Da un lato gli Zamundani sono ancora una volta rappresentati come ingenui e ignoranti. L’enfasi sulla loro arretratezza potrebbe persino essere più prevalente nel sequel che nell’originale. A questo bisogna aggiungere un paesaggio culturale che si è semplicemente evoluto. Consentire una rappresentazione così arcaica senza una narrazione divertente nega la possibilità di leggerezza per il pubblico vecchio e nuovo, entrambi plasmati da una comprensione più sfumata della cultura e della rappresentazione di essa. D’altra parte, il ritratto di Lavelle e della sua famiglia, in particolare sua madre, Mary (Leslie Jones), e lo zio, Reem (Tracy Morgan), si impegna anche in una visione arretrata e stereotipata dei neri americani della cosiddetta working class. Uno stereotipo continuo che nulla ha a che vedere con l’evoluzione che la rappresentazione cinematografica ha avuto in questi ultimi trent’anni.

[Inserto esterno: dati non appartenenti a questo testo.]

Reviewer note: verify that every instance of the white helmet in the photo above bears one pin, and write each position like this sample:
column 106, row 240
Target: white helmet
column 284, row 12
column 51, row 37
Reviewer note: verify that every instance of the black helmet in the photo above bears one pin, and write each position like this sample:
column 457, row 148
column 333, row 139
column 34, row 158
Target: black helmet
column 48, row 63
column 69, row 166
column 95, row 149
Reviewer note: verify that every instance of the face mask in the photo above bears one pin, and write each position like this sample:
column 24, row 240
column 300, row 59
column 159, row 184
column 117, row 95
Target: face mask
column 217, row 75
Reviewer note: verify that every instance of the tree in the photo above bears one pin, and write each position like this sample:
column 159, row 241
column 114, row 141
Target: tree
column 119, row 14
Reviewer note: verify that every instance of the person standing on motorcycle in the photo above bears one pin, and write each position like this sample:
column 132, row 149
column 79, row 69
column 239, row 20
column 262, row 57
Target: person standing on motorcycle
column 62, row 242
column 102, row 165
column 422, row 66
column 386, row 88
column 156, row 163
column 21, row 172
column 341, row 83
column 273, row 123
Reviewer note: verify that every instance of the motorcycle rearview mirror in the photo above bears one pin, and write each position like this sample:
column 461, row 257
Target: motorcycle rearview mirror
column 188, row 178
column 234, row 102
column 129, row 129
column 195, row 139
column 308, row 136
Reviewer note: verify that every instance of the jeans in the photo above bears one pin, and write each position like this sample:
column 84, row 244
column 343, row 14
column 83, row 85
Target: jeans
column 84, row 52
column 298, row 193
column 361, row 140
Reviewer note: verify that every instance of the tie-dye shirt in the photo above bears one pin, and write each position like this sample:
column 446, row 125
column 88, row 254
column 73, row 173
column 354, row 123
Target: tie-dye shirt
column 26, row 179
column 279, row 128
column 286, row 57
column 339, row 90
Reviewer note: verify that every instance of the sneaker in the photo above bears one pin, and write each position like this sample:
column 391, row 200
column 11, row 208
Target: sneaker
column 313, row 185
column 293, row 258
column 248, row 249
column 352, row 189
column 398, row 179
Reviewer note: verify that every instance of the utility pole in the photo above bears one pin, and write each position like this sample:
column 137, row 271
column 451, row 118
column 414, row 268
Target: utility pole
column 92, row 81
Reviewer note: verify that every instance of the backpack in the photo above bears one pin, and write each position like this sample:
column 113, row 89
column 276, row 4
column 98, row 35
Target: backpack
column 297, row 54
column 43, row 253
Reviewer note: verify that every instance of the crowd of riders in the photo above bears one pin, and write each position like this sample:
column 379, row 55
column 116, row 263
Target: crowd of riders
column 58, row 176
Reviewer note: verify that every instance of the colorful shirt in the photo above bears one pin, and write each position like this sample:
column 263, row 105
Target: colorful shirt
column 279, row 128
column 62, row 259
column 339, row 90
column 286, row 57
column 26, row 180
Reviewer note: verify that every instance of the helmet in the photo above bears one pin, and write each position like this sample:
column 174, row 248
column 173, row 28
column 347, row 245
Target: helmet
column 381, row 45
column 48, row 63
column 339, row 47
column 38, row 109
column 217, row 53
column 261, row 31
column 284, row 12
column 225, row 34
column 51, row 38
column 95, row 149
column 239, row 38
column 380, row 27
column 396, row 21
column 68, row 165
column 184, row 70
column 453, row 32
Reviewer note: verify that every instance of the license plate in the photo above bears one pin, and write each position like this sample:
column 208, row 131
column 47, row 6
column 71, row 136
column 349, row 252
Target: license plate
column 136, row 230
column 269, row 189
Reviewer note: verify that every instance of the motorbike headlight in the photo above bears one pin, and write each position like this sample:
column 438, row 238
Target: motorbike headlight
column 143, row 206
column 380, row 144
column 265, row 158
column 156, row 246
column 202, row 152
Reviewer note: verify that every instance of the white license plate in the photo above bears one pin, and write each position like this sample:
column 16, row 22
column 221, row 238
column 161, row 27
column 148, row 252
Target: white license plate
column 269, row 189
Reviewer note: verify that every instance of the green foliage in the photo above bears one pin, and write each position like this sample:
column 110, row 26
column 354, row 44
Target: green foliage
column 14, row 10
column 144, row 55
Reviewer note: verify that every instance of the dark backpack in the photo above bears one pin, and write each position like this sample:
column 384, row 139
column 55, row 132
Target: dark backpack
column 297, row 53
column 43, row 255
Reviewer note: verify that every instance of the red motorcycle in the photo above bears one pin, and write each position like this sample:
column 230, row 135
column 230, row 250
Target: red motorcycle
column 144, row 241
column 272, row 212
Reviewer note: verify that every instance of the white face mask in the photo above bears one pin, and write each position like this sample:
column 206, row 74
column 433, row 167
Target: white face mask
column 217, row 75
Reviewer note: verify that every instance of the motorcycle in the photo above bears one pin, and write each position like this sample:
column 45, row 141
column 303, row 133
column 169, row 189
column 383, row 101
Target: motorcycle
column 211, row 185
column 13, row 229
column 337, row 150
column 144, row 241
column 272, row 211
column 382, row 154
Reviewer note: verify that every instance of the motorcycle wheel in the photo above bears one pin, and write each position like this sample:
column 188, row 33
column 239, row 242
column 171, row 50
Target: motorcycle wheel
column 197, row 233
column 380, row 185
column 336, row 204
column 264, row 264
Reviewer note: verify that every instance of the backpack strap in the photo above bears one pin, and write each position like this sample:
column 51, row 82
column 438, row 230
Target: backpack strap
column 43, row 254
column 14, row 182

Sono già molte critiche, ma non avete ancora letto la peggiore.

Tra le trasgressioni del film c’è anche una rivelazione scioccante. Dal morente Re Joffy veniamo a sapere della presenza di un figlio “bastardo” di Akeem negli Stati Uniti. Semmi (Arsenio Hall), spinto dal principe a dare spiegazioni sul come fosse stato possibile, rivela che Lavelle (il figlio) sarebbe la conseguenza di un rapporto non consensuale fra Akeem e Mary. Una violenza in piena regola con il principe Akeem drogato e semi cosciente, tanto da ricordarsi la scena come un attacco di un cinghiale, e Mary che sfrutta questa situazione per eludere la volontà del principe. Su questa scena si fonda tutta una linea comica che nel 1988 poteva essere ancora ancora accettata dai più, ma che nel 2021 risulta inspiegabile ed assolutamente inaccettabile.

In un settore che è stato sicuramente rinnovato dal #MeToo meno di tre anni fa, adottare l’umorismo accanto a qualsiasi rappresentazione di violenza sessuale è un rischio enorme. Non è che non possa essere fatto, ma deve servire a un’ambizione più grande e non operare come un semplice punto della trama ed essere trattato come poco più di un evento trascurato.

Il principe cerca figlio

Il principe cerca figlio non riesce sia ad aggiornare la sua sensibilità (nonostante un mezzo tentativo, lungo la strada, con alcune idee pseudo femministe) né a riprodurre le sensazioni fantastiche e divertenti che hanno reso l’originale davvero eccezionale. Nonostante la loro continua presenza, i sequel rimangono una vendita assai difficile per un pubblico che spera di provare un piacere uguale o simile a quello che ha provato la prima volta. Anche se questo sequel fosse stato interessante, sarebbe stato difficile avere successo con tutto il suo pubblico, vecchio e nuovo. Il fatto che sia così spettacolarmente inadeguato, incapace di soddisfare chi lo guarda e di dimostrare la giusta sensibilità per una commedia del 2021, è una testimonianza dell’unica cosa in cui gli sceneggiatori non hanno sbagliato: “Perché rovinare una storia già stupenda?”.